TEMPO.CO, Jakarta - Indonesia Corruption Watch dan Lokataru mengirim surat kepada Komisi Pemberantasan Korupsi pada Selasa, 21 Juli 2020. Kedua lembaga swadaya masyarakat (LSM) itu meminta KPK agar segera mengembangkan dugaan tindak pidana pencucian uang yang dilakukan oleh Nurhadi.
"Sebab, data yang kami himpun selama ini menunjukkan bahwa yang bersangkutan diduga memiliki kekayaan yang tidak wajar atau tidak berbanding lurus dengan penghasilan resminya," ujar Peneliti ICW Kurnia Ramadhana melalui keterangan tertulis pada Selasa, 21 Juni 2020.
Atas dasar tersebut, Kurnia mengatakan patut diduga harta kekayaan Nurhadi diperoleh dari hasil tindak kejahatan korupsi.
Kurnia mengatakan, dari penelusuran yang sudah dilakukan, setidaknya ditemukan beberapa aset yang diduga milik Nurhadi, diantaranya tujuh aset tanah dan bangunan, empat lahan kelapa sawit, delapan badan hukum, 12 mobil mewah, dan 12 jam tangan mewah.
Atas temuan itu, Kurnia menilai, KPK seharusnya tidak berhenti hanya pada dugaan tindak pidana suap dan gratifikasi saja.

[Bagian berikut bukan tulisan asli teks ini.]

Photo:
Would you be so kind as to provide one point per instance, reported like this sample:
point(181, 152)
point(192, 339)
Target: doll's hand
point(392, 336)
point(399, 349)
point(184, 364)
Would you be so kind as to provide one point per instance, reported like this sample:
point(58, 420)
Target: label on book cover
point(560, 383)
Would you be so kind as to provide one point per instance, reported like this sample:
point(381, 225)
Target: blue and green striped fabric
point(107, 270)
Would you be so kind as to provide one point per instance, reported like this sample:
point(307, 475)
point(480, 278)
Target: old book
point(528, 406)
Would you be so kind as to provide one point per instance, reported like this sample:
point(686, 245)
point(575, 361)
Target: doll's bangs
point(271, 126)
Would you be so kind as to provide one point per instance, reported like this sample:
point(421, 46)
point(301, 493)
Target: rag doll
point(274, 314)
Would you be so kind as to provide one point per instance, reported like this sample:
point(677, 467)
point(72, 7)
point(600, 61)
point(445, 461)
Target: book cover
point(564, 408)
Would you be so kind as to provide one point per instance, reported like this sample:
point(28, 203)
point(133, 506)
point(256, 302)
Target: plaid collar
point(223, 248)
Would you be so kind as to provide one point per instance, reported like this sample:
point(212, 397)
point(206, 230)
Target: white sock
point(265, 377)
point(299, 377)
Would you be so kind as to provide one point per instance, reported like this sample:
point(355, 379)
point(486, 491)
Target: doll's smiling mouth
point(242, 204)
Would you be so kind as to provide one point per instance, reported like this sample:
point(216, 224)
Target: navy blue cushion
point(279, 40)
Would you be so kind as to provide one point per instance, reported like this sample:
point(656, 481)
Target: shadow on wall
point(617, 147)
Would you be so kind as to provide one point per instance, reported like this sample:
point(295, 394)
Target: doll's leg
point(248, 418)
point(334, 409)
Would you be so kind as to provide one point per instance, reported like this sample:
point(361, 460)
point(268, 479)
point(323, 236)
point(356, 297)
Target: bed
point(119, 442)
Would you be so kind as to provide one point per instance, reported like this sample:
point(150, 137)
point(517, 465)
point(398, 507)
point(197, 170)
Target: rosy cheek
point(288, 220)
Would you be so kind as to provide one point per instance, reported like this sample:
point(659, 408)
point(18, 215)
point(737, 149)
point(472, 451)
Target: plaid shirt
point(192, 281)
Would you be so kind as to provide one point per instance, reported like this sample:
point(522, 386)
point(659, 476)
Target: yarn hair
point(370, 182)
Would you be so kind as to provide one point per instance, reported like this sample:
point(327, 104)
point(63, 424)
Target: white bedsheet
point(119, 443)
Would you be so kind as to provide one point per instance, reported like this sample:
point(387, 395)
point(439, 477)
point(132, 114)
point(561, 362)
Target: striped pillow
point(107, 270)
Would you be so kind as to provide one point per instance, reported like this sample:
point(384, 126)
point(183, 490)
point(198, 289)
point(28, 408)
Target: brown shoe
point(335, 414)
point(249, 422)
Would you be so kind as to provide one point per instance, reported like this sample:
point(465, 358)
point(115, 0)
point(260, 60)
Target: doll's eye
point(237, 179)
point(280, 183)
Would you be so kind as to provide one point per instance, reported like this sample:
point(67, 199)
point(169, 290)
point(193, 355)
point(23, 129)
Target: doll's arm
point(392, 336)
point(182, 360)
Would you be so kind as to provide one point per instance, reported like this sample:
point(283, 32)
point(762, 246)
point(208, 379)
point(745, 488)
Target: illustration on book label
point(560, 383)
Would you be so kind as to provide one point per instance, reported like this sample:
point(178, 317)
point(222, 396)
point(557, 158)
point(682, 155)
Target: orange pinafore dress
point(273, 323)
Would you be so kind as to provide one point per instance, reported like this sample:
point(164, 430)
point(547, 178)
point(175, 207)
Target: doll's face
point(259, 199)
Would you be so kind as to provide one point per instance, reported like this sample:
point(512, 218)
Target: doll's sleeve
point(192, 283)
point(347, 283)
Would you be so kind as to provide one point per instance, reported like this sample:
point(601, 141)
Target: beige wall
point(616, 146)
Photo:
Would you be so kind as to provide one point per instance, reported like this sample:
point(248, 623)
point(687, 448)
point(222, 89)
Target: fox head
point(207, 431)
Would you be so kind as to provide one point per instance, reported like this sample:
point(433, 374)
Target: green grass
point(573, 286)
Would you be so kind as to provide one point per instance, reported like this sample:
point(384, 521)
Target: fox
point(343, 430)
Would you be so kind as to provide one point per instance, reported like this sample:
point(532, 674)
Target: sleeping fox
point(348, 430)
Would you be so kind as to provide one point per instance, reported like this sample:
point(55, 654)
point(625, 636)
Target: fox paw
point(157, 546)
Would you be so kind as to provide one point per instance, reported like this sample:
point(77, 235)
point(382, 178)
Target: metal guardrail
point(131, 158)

Namun juga harus mengusut dugaan pencucian uang.
Tak hanya itu, ICW dan Lokataru berharap KPK juga dapat menyelidiki potensi pihak terdekat Nurhadi yang menerima manfaat atas kejahatan yang dilakukannya. "Instrumen hukum yang dapat digunakan oleh lembaga anti rasuah ini adalah Pasal 5 UU TPPU (pelaku pasif) dengan ancaman pidana penjara lima tahun dan denda sebesar Rp 1 miliar," kata Kurnia.
Sebelumnya KPK menetapkan tiga orang menjadi tersangka, yakni Nurhadi; menantunya, Rezky Herbiyono dan Hiendra Soenjoto. KPK menduga Nurhadi melalui Rezky menerima suap dan gratifikasi senilai Rp 46 miliar.
Uang itu diduga diberikan agar Nurhadi mengurus perkara perdata antara PT MIT melawan PT Kawasan Berikat Nusantara. KPK menyebut menantu Nurhadi menerima sembilan lembar cek atas nama PT MIT dari Direkut PT MIT Hiendra Soenjoto untuk mengurus perkara itu.